National

Struggling with debt, for-profit college students see their loan discharged in Department of Education push

Courtesy of Stephen Sartori

Many students have dealt with heavy debt burdens after enrolling in predatory for-profit colleges. Syracuse University is a non-profit university.

With Donald Trump’s presidency on the horizon, the U.S. Department of Education has worked in recent months to discharge the federal loans of students who attended for-profit colleges that have closed, leaving students stranded and in debt.

Over the last four years, several major for-profit college chains have closed or been shut down by the DOE, largely due to the use of misinformation in advertising.

Corinthian Colleges, for example, closed on April 15 after the DOE threatened to fine the company $30 million for using inflated job placement data to recruit new students, according to NBC News.

Meanwhile, the American Career Institute closed in 2013 because of financial problems and later admitted to having used falsified success rates and accepting unqualified applicants in a consent judgement reached in June 2016, according to The Boston Globe.

ITT Technical Institutes, another for-profit college, closed in September 2016 following the DOE’s decision to ban it from accepting students who benefit from federal financial aid, per the Los Angeles Times. More than 35,000 students were left with debt instead of diplomas.



“(Students at those schools) lost their grants. … They lost their time, they got humiliated and we’re never going to make those folks whole,” said David Halperin, who advocates against fraudulent for-profit institutions through various platforms, including his website Republic Report.

Many for-profit institutions attract low-income students who qualify for substantial federal student aid, with some for-profits deriving well over 80 percent of their revenue from federal funding, according to The Boston Globe. This means that students at for-profit schools often suffer when the schools shut down, said Tariq Habash, a policy associate at The Century Foundation, a left-leaning, nonpartisan think tank.

“Many of these student loan borrowers are living in poverty,” Habash said. “(When their claims are not processed quickly by the DOE) they’re hurt pretty badly in a situation where they are likely already struggling because an institution preyed upon them.”

In response to the recent wave of school closures and fraud investigations, the DOE has created new protocols to streamline the application procedures for borrower-defense discharges, Habash said.

“We are evaluating claims as quickly as possible,” Jim Bradshaw, a spokesman for the DOE, said in an email.

The DOE has also begun reaching out to students who might be eligible for student loan discharges through social media, email and postal mail, according to a statement on its website.

Students whose schools close before they are able to complete their degrees are eligible for a closed-school discharge, which allows them to either transfer their credits to another institution or have their loans forgiven, Habash said.

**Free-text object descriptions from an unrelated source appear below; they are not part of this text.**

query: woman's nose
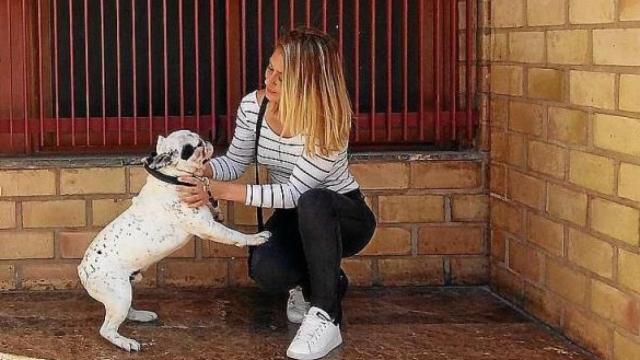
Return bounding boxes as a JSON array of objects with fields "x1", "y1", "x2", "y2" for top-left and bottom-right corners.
[{"x1": 265, "y1": 72, "x2": 279, "y2": 87}]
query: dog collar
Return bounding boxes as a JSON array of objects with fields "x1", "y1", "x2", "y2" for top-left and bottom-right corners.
[{"x1": 143, "y1": 162, "x2": 196, "y2": 187}]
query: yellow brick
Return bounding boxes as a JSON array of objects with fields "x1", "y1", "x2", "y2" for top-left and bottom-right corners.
[
  {"x1": 361, "y1": 227, "x2": 412, "y2": 256},
  {"x1": 418, "y1": 226, "x2": 485, "y2": 255},
  {"x1": 528, "y1": 68, "x2": 564, "y2": 102},
  {"x1": 162, "y1": 260, "x2": 228, "y2": 288},
  {"x1": 350, "y1": 163, "x2": 409, "y2": 189},
  {"x1": 547, "y1": 184, "x2": 588, "y2": 226},
  {"x1": 59, "y1": 231, "x2": 97, "y2": 258},
  {"x1": 379, "y1": 195, "x2": 444, "y2": 223},
  {"x1": 619, "y1": 163, "x2": 640, "y2": 202},
  {"x1": 0, "y1": 232, "x2": 54, "y2": 259},
  {"x1": 594, "y1": 29, "x2": 640, "y2": 66},
  {"x1": 527, "y1": 213, "x2": 564, "y2": 256},
  {"x1": 169, "y1": 239, "x2": 196, "y2": 258},
  {"x1": 491, "y1": 130, "x2": 508, "y2": 163},
  {"x1": 490, "y1": 163, "x2": 507, "y2": 196},
  {"x1": 619, "y1": 74, "x2": 640, "y2": 113},
  {"x1": 451, "y1": 256, "x2": 489, "y2": 285},
  {"x1": 547, "y1": 30, "x2": 589, "y2": 65},
  {"x1": 491, "y1": 229, "x2": 507, "y2": 263},
  {"x1": 591, "y1": 280, "x2": 639, "y2": 332},
  {"x1": 509, "y1": 101, "x2": 544, "y2": 136},
  {"x1": 524, "y1": 285, "x2": 563, "y2": 328},
  {"x1": 378, "y1": 257, "x2": 444, "y2": 286},
  {"x1": 564, "y1": 308, "x2": 613, "y2": 359},
  {"x1": 0, "y1": 201, "x2": 16, "y2": 229},
  {"x1": 619, "y1": 249, "x2": 640, "y2": 293},
  {"x1": 491, "y1": 65, "x2": 523, "y2": 96},
  {"x1": 569, "y1": 0, "x2": 615, "y2": 23},
  {"x1": 341, "y1": 258, "x2": 373, "y2": 287},
  {"x1": 591, "y1": 198, "x2": 639, "y2": 246},
  {"x1": 410, "y1": 161, "x2": 481, "y2": 189},
  {"x1": 0, "y1": 264, "x2": 15, "y2": 290},
  {"x1": 491, "y1": 97, "x2": 509, "y2": 128},
  {"x1": 92, "y1": 198, "x2": 132, "y2": 226},
  {"x1": 568, "y1": 229, "x2": 613, "y2": 278},
  {"x1": 569, "y1": 150, "x2": 615, "y2": 194},
  {"x1": 527, "y1": 0, "x2": 566, "y2": 25},
  {"x1": 451, "y1": 194, "x2": 488, "y2": 221},
  {"x1": 527, "y1": 141, "x2": 566, "y2": 179},
  {"x1": 509, "y1": 32, "x2": 545, "y2": 63},
  {"x1": 22, "y1": 200, "x2": 86, "y2": 228},
  {"x1": 570, "y1": 71, "x2": 615, "y2": 110},
  {"x1": 490, "y1": 33, "x2": 508, "y2": 61},
  {"x1": 21, "y1": 263, "x2": 81, "y2": 290},
  {"x1": 508, "y1": 170, "x2": 546, "y2": 209},
  {"x1": 129, "y1": 166, "x2": 147, "y2": 193},
  {"x1": 491, "y1": 0, "x2": 525, "y2": 28},
  {"x1": 546, "y1": 260, "x2": 588, "y2": 305},
  {"x1": 507, "y1": 133, "x2": 526, "y2": 167},
  {"x1": 614, "y1": 331, "x2": 640, "y2": 360},
  {"x1": 548, "y1": 107, "x2": 588, "y2": 145},
  {"x1": 509, "y1": 240, "x2": 543, "y2": 282},
  {"x1": 61, "y1": 168, "x2": 126, "y2": 195},
  {"x1": 491, "y1": 198, "x2": 523, "y2": 234},
  {"x1": 620, "y1": 0, "x2": 640, "y2": 21},
  {"x1": 594, "y1": 114, "x2": 640, "y2": 157},
  {"x1": 233, "y1": 203, "x2": 272, "y2": 226},
  {"x1": 0, "y1": 169, "x2": 56, "y2": 197}
]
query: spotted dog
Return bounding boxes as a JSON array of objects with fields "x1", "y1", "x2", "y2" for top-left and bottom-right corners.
[{"x1": 78, "y1": 130, "x2": 270, "y2": 351}]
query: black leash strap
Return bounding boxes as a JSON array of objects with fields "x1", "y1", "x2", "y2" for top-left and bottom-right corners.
[{"x1": 254, "y1": 96, "x2": 269, "y2": 232}]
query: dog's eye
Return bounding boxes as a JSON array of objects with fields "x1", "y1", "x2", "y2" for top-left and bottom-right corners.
[{"x1": 180, "y1": 144, "x2": 195, "y2": 160}]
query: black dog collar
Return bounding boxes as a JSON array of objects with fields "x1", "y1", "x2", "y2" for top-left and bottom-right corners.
[{"x1": 143, "y1": 153, "x2": 195, "y2": 187}]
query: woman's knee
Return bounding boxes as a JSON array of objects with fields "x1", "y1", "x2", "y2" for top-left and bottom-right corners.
[{"x1": 249, "y1": 248, "x2": 300, "y2": 294}]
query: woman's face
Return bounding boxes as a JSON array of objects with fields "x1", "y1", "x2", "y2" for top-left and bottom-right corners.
[{"x1": 264, "y1": 48, "x2": 284, "y2": 103}]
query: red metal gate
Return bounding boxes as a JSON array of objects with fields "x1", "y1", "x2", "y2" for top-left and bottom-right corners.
[{"x1": 0, "y1": 0, "x2": 477, "y2": 155}]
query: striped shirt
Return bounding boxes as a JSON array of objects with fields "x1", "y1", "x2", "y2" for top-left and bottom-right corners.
[{"x1": 209, "y1": 91, "x2": 359, "y2": 209}]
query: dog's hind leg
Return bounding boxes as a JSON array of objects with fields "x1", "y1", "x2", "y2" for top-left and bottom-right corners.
[
  {"x1": 97, "y1": 278, "x2": 141, "y2": 351},
  {"x1": 127, "y1": 308, "x2": 158, "y2": 322}
]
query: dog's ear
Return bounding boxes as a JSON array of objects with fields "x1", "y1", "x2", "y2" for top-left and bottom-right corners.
[
  {"x1": 180, "y1": 143, "x2": 196, "y2": 160},
  {"x1": 145, "y1": 151, "x2": 176, "y2": 169},
  {"x1": 156, "y1": 135, "x2": 167, "y2": 153}
]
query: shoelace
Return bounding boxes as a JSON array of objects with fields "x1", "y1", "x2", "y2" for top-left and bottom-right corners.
[{"x1": 293, "y1": 312, "x2": 331, "y2": 345}]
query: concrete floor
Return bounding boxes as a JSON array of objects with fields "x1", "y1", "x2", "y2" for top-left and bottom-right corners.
[{"x1": 0, "y1": 287, "x2": 595, "y2": 360}]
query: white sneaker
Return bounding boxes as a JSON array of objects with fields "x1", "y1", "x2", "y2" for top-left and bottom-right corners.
[
  {"x1": 287, "y1": 286, "x2": 311, "y2": 324},
  {"x1": 286, "y1": 306, "x2": 342, "y2": 360}
]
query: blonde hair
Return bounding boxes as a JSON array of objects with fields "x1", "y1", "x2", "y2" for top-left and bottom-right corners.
[{"x1": 277, "y1": 28, "x2": 352, "y2": 157}]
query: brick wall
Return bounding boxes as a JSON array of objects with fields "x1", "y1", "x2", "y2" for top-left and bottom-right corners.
[
  {"x1": 0, "y1": 154, "x2": 488, "y2": 291},
  {"x1": 486, "y1": 0, "x2": 640, "y2": 358}
]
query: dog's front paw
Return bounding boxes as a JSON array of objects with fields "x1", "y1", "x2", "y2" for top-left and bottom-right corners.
[{"x1": 243, "y1": 231, "x2": 271, "y2": 246}]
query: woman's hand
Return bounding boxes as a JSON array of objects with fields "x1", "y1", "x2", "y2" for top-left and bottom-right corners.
[{"x1": 177, "y1": 177, "x2": 211, "y2": 208}]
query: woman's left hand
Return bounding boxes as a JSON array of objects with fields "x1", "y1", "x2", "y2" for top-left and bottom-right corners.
[{"x1": 177, "y1": 176, "x2": 210, "y2": 208}]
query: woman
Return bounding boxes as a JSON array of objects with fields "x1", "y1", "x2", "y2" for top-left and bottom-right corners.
[{"x1": 178, "y1": 28, "x2": 376, "y2": 360}]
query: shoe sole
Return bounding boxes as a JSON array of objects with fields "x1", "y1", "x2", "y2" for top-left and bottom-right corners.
[{"x1": 286, "y1": 330, "x2": 343, "y2": 360}]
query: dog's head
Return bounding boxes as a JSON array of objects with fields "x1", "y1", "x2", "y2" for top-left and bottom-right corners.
[{"x1": 143, "y1": 130, "x2": 214, "y2": 171}]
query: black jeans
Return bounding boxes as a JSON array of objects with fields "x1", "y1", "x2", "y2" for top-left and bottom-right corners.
[{"x1": 249, "y1": 188, "x2": 376, "y2": 322}]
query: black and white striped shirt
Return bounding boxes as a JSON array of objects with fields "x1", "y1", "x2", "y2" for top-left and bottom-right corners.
[{"x1": 209, "y1": 91, "x2": 359, "y2": 209}]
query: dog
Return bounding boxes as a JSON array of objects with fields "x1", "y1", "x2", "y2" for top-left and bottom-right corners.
[{"x1": 78, "y1": 129, "x2": 270, "y2": 351}]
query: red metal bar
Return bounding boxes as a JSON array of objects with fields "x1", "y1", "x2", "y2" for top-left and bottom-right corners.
[
  {"x1": 69, "y1": 0, "x2": 76, "y2": 146},
  {"x1": 354, "y1": 0, "x2": 359, "y2": 142},
  {"x1": 370, "y1": 0, "x2": 375, "y2": 142},
  {"x1": 434, "y1": 0, "x2": 441, "y2": 142},
  {"x1": 84, "y1": 0, "x2": 90, "y2": 145},
  {"x1": 226, "y1": 0, "x2": 234, "y2": 141},
  {"x1": 195, "y1": 0, "x2": 200, "y2": 133},
  {"x1": 241, "y1": 0, "x2": 246, "y2": 94},
  {"x1": 132, "y1": 0, "x2": 138, "y2": 144},
  {"x1": 386, "y1": 0, "x2": 391, "y2": 141},
  {"x1": 306, "y1": 0, "x2": 310, "y2": 26},
  {"x1": 116, "y1": 0, "x2": 122, "y2": 144},
  {"x1": 100, "y1": 0, "x2": 106, "y2": 145},
  {"x1": 289, "y1": 0, "x2": 294, "y2": 29},
  {"x1": 258, "y1": 0, "x2": 263, "y2": 87},
  {"x1": 419, "y1": 0, "x2": 424, "y2": 140},
  {"x1": 179, "y1": 0, "x2": 184, "y2": 128},
  {"x1": 210, "y1": 0, "x2": 215, "y2": 139},
  {"x1": 38, "y1": 0, "x2": 44, "y2": 147},
  {"x1": 22, "y1": 0, "x2": 29, "y2": 152},
  {"x1": 402, "y1": 0, "x2": 408, "y2": 141},
  {"x1": 322, "y1": 0, "x2": 327, "y2": 32},
  {"x1": 147, "y1": 0, "x2": 153, "y2": 143},
  {"x1": 466, "y1": 0, "x2": 473, "y2": 141},
  {"x1": 7, "y1": 0, "x2": 14, "y2": 148},
  {"x1": 451, "y1": 0, "x2": 457, "y2": 141},
  {"x1": 163, "y1": 0, "x2": 168, "y2": 134},
  {"x1": 274, "y1": 0, "x2": 278, "y2": 46}
]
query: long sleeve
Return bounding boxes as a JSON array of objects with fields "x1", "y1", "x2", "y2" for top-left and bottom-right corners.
[
  {"x1": 209, "y1": 103, "x2": 256, "y2": 181},
  {"x1": 245, "y1": 148, "x2": 353, "y2": 209}
]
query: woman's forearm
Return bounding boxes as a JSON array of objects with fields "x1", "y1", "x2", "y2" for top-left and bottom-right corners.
[{"x1": 209, "y1": 181, "x2": 247, "y2": 203}]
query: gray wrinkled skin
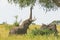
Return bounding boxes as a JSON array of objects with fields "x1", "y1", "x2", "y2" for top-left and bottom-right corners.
[{"x1": 40, "y1": 24, "x2": 58, "y2": 35}]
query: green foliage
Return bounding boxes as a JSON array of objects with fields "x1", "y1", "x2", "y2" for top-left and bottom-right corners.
[
  {"x1": 39, "y1": 0, "x2": 56, "y2": 10},
  {"x1": 51, "y1": 20, "x2": 60, "y2": 25},
  {"x1": 13, "y1": 15, "x2": 19, "y2": 26},
  {"x1": 8, "y1": 0, "x2": 60, "y2": 11},
  {"x1": 0, "y1": 24, "x2": 60, "y2": 40},
  {"x1": 31, "y1": 28, "x2": 55, "y2": 35},
  {"x1": 15, "y1": 15, "x2": 18, "y2": 20},
  {"x1": 8, "y1": 0, "x2": 36, "y2": 8},
  {"x1": 14, "y1": 22, "x2": 19, "y2": 26},
  {"x1": 2, "y1": 22, "x2": 6, "y2": 24}
]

Students whose schools are found by the DOE to have engaged in misconduct or fraud may also be eligible for a borrower-defense loan discharge, which is done through bankruptcy, Habash said.

As of Jan. 13, the DOE has approved over 28,000 total claims by students of Corinthian Colleges, and more than 6,300 claims by students of ITT Technical Institutes, according to a statement published on the DOE website. Additionally, a June 2016 court ruling against ACI opened the door for the DOE to issue a blanket borrower-defense discharge for any of the 4,500 former ACI students whose loans have not already been discharged.

“You can see that the people working on this issue have done an enormous amount of work in the last few months,” Halperin said. “They’re doing years of work in just a few months.”

Still, some advocates have been pressuring the DOE to work even faster, fearing that the next administration may not prioritize debt relief efforts for students affected by school closures and fraud.

“The Department of Education has been heavily criticized by some of the student groups that we work with for going so slow on the debt relief,” Halperin said.

“I think the … concern (among activists) is that a more conservative administration might be even less willing to provide discharges to students than this current administration,” Habash added.

Both Halperin and Habash said the Trump administration’s position on the issue of fraudulent institutions and debt relief is hard to predict.

But despite the ambiguities in Trump’s educational policy, Habash said he does not think there is any hard evidence yet that the next administration won’t be open to pursuing debt relief for students who have been defrauded.

“I would strongly encourage advocates to continue to pressure the next administration as they have this administration in expediting the processes,” Habash said.